Поскольку работу, представляемую автором, принято нахваливать, инспектор смущенно и робко проговорил:
— Очень мило. Просто здорово.
Вместо того, чтобы выказать признательность или удовлетворение, Марголис просто сказал:
— Да, чудесно. Одно из лучших моих произведений, — он водрузил картину на свободный подрамник и радостно оглядел её, вновь придя в прекрасное расположение духа.
— Знаете, что, мистер Марголис, в таких случаях, как ваш, правила предписывают нам спрашивать родственников, где, по их мнению, может быть пропавший без вести человек. — Художник кивнул, не поворачивая головы. — Пожалуйста, сосредоточьтесь, сэр. Как вы думаете, где сейчас ваша сестра?

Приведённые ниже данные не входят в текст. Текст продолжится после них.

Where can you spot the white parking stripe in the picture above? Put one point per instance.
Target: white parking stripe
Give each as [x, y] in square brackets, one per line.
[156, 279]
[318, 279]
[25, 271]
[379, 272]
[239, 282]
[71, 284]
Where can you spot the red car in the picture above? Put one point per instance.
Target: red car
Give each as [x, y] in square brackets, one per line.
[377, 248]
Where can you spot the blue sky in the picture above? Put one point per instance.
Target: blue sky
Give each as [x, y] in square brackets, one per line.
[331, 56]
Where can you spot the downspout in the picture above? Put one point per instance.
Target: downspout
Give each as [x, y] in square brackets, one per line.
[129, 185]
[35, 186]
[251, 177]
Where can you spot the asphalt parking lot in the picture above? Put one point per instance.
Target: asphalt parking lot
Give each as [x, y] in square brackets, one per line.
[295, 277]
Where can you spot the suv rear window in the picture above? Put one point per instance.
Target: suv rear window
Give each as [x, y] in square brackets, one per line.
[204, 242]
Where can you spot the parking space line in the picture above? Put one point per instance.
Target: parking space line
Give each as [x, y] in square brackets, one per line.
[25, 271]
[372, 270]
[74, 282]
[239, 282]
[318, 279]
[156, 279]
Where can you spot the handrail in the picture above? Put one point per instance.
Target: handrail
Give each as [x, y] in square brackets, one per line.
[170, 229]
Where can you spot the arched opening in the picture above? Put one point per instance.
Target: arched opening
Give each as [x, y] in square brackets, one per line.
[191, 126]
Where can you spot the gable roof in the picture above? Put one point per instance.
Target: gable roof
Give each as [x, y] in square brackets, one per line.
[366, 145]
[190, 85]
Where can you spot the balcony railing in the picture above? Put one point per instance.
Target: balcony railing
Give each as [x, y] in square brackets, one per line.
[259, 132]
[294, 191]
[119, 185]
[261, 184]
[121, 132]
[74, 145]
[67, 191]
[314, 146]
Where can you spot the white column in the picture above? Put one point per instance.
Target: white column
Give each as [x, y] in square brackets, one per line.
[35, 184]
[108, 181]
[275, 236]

Инспектор поймал себя на том, что говорит все более суровым тоном, словно какой-нибудь директор школы. Быть может, он просто предубежден? Бэрден прибыл в коттедж «Под айвой», продолжая размышлять о статье в «Телеграф», служившей ему своего рода путеводителем, источником сведений о брате и сестре, сведений, получить которые от Марголиса он смог бы лишь ценой многочасовых усилий. Теперь же он, наконец, осознал, почему была написана эта статья и что представлял собой Руперт Марголис. Инспектор беседовал с гением или, если сделать скидку на журналистскую тягу к преувеличениям, с человеком, наделенным огромным дарованием. Марголис был совсем не похож на других людей. Что-то в его голове и кончиках пальцев делало этого парня иным, обособливало его от ближних. Нечто такое, что, вероятно, будет до конца понято и оценено лишь спустя много лет после смерти живописца. Бэрден испытал чувство, очень похожее на благоговейный трепет, странное почтение, которое никак не вязалось с царившим вокруг беспорядком и с обликом этого бледнощекого битника, который, чего доброго, ещё окажется Рембрандтом наших дней. Да и мог ли он, Бэрден, деревенский полицейский, судить, высмеивать или утверждать, что он — не мещанин и не обыватель?
Смягчив тон, Бэрден повторил свой вопрос:
— Как вы думаете, мистер Марголис, где она может быть?
— С каким-нибудь дружком. У неё их несколько десятков, — он повернулся, опаловые глаза его затуманились и уставились в пустоту. Интересно, доводилось ли Рембрандту вступать в соприкосновение с полицией тех времен? Должно быть, тогда гении встречались чаще, решил Бэрден, и люди знали, как с ними обращаться.